Introduction

This section is dedicated to all of the other teachers who are also either obsessed with getting the most that they can out of technology in their classrooms or simply being the best teachers they can be. Most of these blogs can also be accessed together on my bloglines page. The blogs found here (as those found on at my bloglines account) are categorized according to their typical post topics.


Classroom Blogs (mother blogs* that have been used in the classroom setting)

This one just has interesting resources for his students on blogging and other technological finds.
This is an example of how good a classroom blog can be. There are links to her other classroom blogs as well as all of the student's comments and assignments. There are quite a few things that I would like implement in my own classroom blogs, such as the fantastic central organization and her outlining of blogging responsibilities.


Teacher Blogs (blogs by teachers for teachers)

This guy I just recently found. He is obviously just as into creating new units and lessons as I am. He uses some pretty great versions of digital storytelling. He is also interested in figuring out new ways of organizing his teaching life, much as I am. I like that this guy is so into teaching his AP classes. I used to think that was what I wanted to do, but more and more I realize that I need to be in a middle school setting to stay sane. Obviously, he may appeal more to history teachers.
This blog is so filled with interesting ideas about blogging in a math class. He has created the idea of a scribe for each class period (one student who blogs the period in his/her own way). He has a hall of fame for really great scribes. I'm not sure I would use this idea in my own classes, but it sure is cool to have someone else reflect on each one of your lessons. He also came up with the concept of the growing post. A growing post is one that students add to over the course of a semester. This idea intrigues me much more than scribing. I think that having students continue to probe further into a concept over the course of a semester could be really cool. He keeps posting links to web applications that are uber-useful and is one of the best trackbackers I have ever seen, so I would keep checking back with him.
I'm not really sure when he has time to do all of his blogging, but he is consistently able to come up with engaging and inquisitive blog entries that center on student engagement and technology use in the classroom. He is one of the premier Edublogs that I have found for innovative ideas and blogrolling. Many of the other blogs in this section are linked at Bud the Teacher, whether or not I found them there in the first place.
This guy is no longer a first year teacher, but he does still have the passion for it. She has some good commentary on teaching, administrative support, and testing.
From classroom management and lesson planning to technology integration and digital storytelling, this second grade teacher's blog is often thought-provoking and always practical.
These are great technology and online community blogs. Some of them have had affects on my teaching, but mostly they are just places to learn new things about Web 2.0, social networking, blogs, wikis, etc.

This blog turned me on to the concept of Wikibooks. Wikibooks are simply books without copyrights. Everyone edits them and they are ever growing. I think that they have great potential in terms of storytelling and non-fiction texts. This blog hasn't been updated in a while, but it is still a good resource.

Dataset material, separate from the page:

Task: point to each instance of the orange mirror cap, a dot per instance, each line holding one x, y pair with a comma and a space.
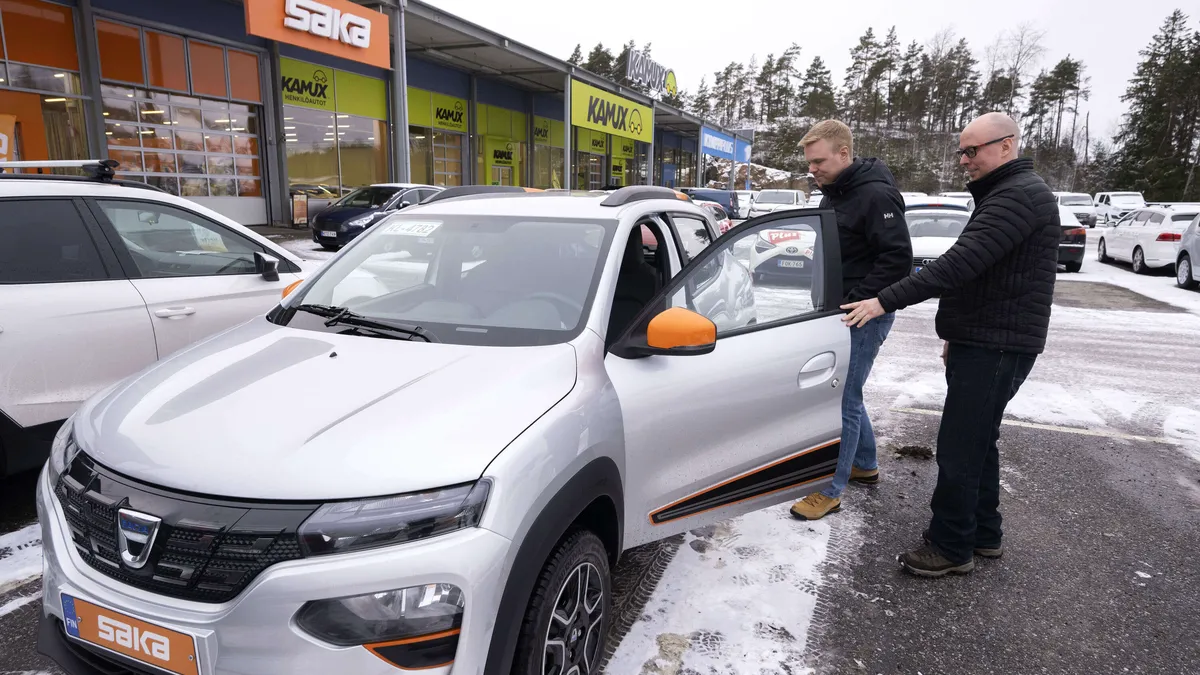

If you want to know anything about blogging in the classroom, here is your first stop. This site has many contributors, but they always seem to keep the posts on the same discussion provoking level. They have some resources for helping with your own school-sponsored blogs, but I find the posts on everyday issues so much more interesting. You may find yourself checking this one multiple times a day.
This blog comments on a lot of youth online interests and how to deal with them as adults (i.e., myspace). Also, check out the podcasting legal guide.

This pair of blogs is a great showing of a teacher can really practice what she preaches. The Open Classroom is such a great resource for all types of technology in the classroom, and then the Year 8 blog has some great ground rules for blogging that are actually followed by the students.

I think that blogging about blogging is so funny. It makes sense, but it is really funny. This is a pretty great resource for this funny thing.

I wish that I had been able to blog when I was in elementary school. My life would be a lot different. I think that I would probably have a much better record of all of the stupid/great ideas I have had throughout the years. This is a great place to start learning about elementary school technology integration.
This one is pretty much all about digital storytelling. I haven't done anything with digital storytelling yet, but I am excited. If you have done something great, let me know.

Podcasting in the classroom was not always something I saw the point of. But ever since I did the Classroom Dramas and the Audio Essays with my classes, I have had second thoughts. This blog is dedicated to the idea that Podcasting goes hand in hand with teaching. It also was how I found out about this fantastic "Boys and Literacy" website.

This blog hasn't been updated for over a year, but it turned me on to the idea of 1:1 learning. It still has some great things to say about this issue, so I think it is still relevant.

This is also one of the best edublogs on the web. It deals with such a wide range of issues: myspace, podcasting, blogging, wikis, fair use, digital storytelling, etc. It is also well tagged so that everything is really well organized. I find that I learn more things from this blog than from almost any other.

*Mother Blog refers to a blog that is used by a teacher to organize all of the discussion and work on the student blogs. Students go to this blog first in order to further understand their assignments or navigate to another student's blog.